2) Specify the list of input files on the command line. Specify the
output file on the command line. For example:
concat.pl -in foo.dat bar.dat blah.dat -out concat.dat
or possibly:
concat.pl -in src_*.dat -out concat.dat
(I'll use GetOptions to process the command line)
My thoughts:
1) Slurp the file into an array (minus first record). Count the
elements in the array. Abort if not equal to the number in the
header, else concat to the output file.
2) Process the file, reading records. At EOF, get record number from
$. . If correct, rewind to beginning of file handle and concat to
output file. (Not sure how to do the rewind bit).
3) Process the file, writing to a temp file. At EOF, get record
number from $. . If correct, concat the temp file to the output file.
Questions:
A) If I've globbed the files on the command line and am processing
the file handle <>, how do I know when the file name has changed?
B) When that happens, how do I reset $. to 1?
C) Of the three approaches above, which is the "best"? Performance
is important but not critical. I lean toward #3, since I need to
cater for files too large for #1. Or if you have a better idea please
let me know.
I hope this wasn't too cryptic...I was trying to keep it short.
Thanks,
Scott
------------------------------
Date: Sat, 04 Apr 2009 20:40:16 -0700
From: "John W. Krahn" <someone@example.com>
Subject: Re: Process header record and concatenate files
Message-Id: <BKVBl.1095$g%5.1068@newsfe23.iad>
Scott Bass wrote:
>
> I'm not looking for a full blown solution, just architectural advice
> for the following design criteria...
>
> Input File(s): (tilde delimited)
> Line 1:
> Header Record:
> SourceSystem~EffectiveDate~ExtractDateAndTime~NumberRecords~FileFormatVersion
>
> RemainingRecords:
> 72 columns of delimited data
>
> Ouput File:
> Concatenate the input files into a single output file. A subset of
> the header fields are prepended to the data lines as follows:
>
> SourceSystem~EffectiveDate~ExtractDateAndTime~72 columns of delimited
> data
>
> Design Criteria:
> 1) If number of records in the file does not match the number of
> records reported in the header (incomplete FTP), abort the entire
> file, print an error message, but continue processing the remaining
> files.
>
> (I'll use split and join to process the header and prepend to the
> remainder).
>
> 2) Specify the list of input files on the command line. Specify the
> output file on the command line. For example:
>
> concat.pl -in foo.dat bar.dat blah.dat -out concat.dat
>
> or possibly:
>
> concat.pl -in src_*.dat -out concat.dat
>
> (I'll use GetOptions to process the command line)
>
> My thoughts:
>
> 1) Slurp the file into an array (minus first record).

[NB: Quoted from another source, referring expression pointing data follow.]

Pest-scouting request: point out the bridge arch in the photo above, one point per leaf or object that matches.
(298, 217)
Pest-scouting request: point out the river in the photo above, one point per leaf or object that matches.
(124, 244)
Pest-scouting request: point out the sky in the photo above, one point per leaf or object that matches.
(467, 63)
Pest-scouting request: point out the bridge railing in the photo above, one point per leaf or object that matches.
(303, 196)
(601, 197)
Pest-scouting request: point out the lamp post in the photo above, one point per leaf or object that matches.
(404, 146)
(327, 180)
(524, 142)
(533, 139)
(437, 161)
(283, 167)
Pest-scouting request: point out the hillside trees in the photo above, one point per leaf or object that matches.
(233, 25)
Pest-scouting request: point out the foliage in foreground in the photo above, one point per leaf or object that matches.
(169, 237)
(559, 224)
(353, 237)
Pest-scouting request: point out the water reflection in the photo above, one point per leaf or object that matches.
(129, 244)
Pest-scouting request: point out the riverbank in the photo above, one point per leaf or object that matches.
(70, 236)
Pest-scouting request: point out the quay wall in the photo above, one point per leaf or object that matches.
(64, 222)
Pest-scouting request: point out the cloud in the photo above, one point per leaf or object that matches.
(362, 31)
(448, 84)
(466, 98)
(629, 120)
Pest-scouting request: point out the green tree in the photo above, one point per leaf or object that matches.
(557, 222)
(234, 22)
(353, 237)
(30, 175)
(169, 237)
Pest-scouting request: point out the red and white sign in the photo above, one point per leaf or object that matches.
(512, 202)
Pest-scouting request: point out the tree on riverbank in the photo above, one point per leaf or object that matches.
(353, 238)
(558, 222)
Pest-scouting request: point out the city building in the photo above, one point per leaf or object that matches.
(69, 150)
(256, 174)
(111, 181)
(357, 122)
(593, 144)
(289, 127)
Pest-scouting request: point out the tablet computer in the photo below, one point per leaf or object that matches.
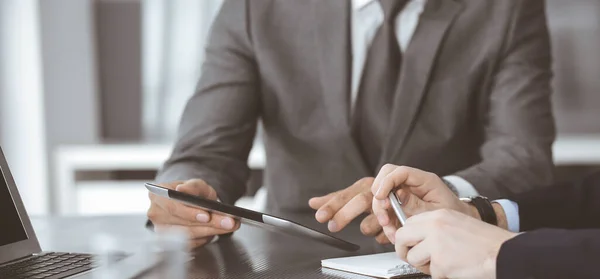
(253, 218)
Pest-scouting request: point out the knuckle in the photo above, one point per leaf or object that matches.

Count the
> elements in the array. Abort if not equal to the number in the
> header, else concat to the output file.
>
> 2) Process the file, reading records. At EOF, get record number from
> $. . If correct, rewind to beginning of file handle and concat to
> output file. (Not sure how to do the rewind bit).
>
> 3) Process the file, writing to a temp file. At EOF, get record
> number from $. . If correct, concat the temp file to the output file.
>
> Questions:
>
> A) If I've globbed the files on the command line and am processing
> the file handle <>, how do I know when the file name has changed?
perldoc -f eof
[ snip ]
In a "while (<>)" loop, "eof" or "eof(ARGV)" can be used to
detect the end of each file, "eof()" will only detect the
end of the last file.
> B) When that happens, how do I reset $. to 1?

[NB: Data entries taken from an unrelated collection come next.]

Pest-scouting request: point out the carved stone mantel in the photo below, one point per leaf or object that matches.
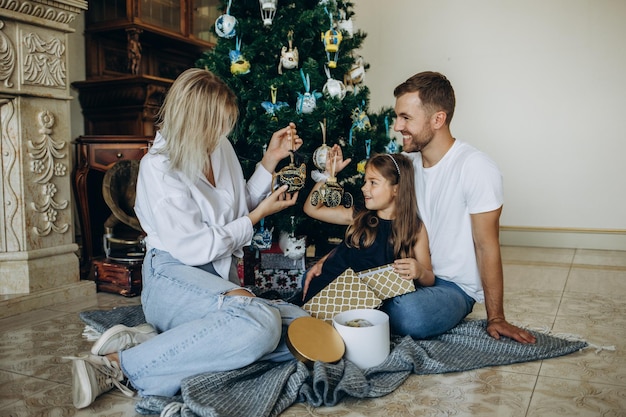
(38, 261)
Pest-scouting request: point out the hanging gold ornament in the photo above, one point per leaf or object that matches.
(331, 194)
(320, 154)
(292, 176)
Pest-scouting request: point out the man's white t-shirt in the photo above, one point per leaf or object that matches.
(465, 181)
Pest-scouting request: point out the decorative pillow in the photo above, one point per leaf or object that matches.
(346, 292)
(351, 290)
(385, 282)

When you reach the end-of-file as determined by the eof function close
the ARGV filehandle and $. will be reset.
> C) Of the three approaches above, which is the "best"? Performance
> is important but not critical.
You'd probably have to test them with real data to determine the "best".
John
--
Those people who think they know everything are a great
annoyance to those of us who do. -- Isaac Asimov
------------------------------
Date: Sat, 4 Apr 2009 23:02:41 -0500
From: Tad J McClellan <tadmc@seesig.invalid>
Subject: Re: Process header record and concatenate files
Message-Id: <slrngtgbb1.6ap.tadmc@tadmc30.sbcglobal.net>
Scott Bass <sas_l_739@yahoo.com.au> wrote:
> Questions:
>
> A) If I've globbed the files on the command line and am processing
> the file handle <>, how do I know when the file name has changed?
>
> B) When that happens, how do I reset $. to 1?
perldoc -f eof
--
Tad McClellan
email: perl -le "print scalar reverse qq/moc.noitatibaher\100cmdat/"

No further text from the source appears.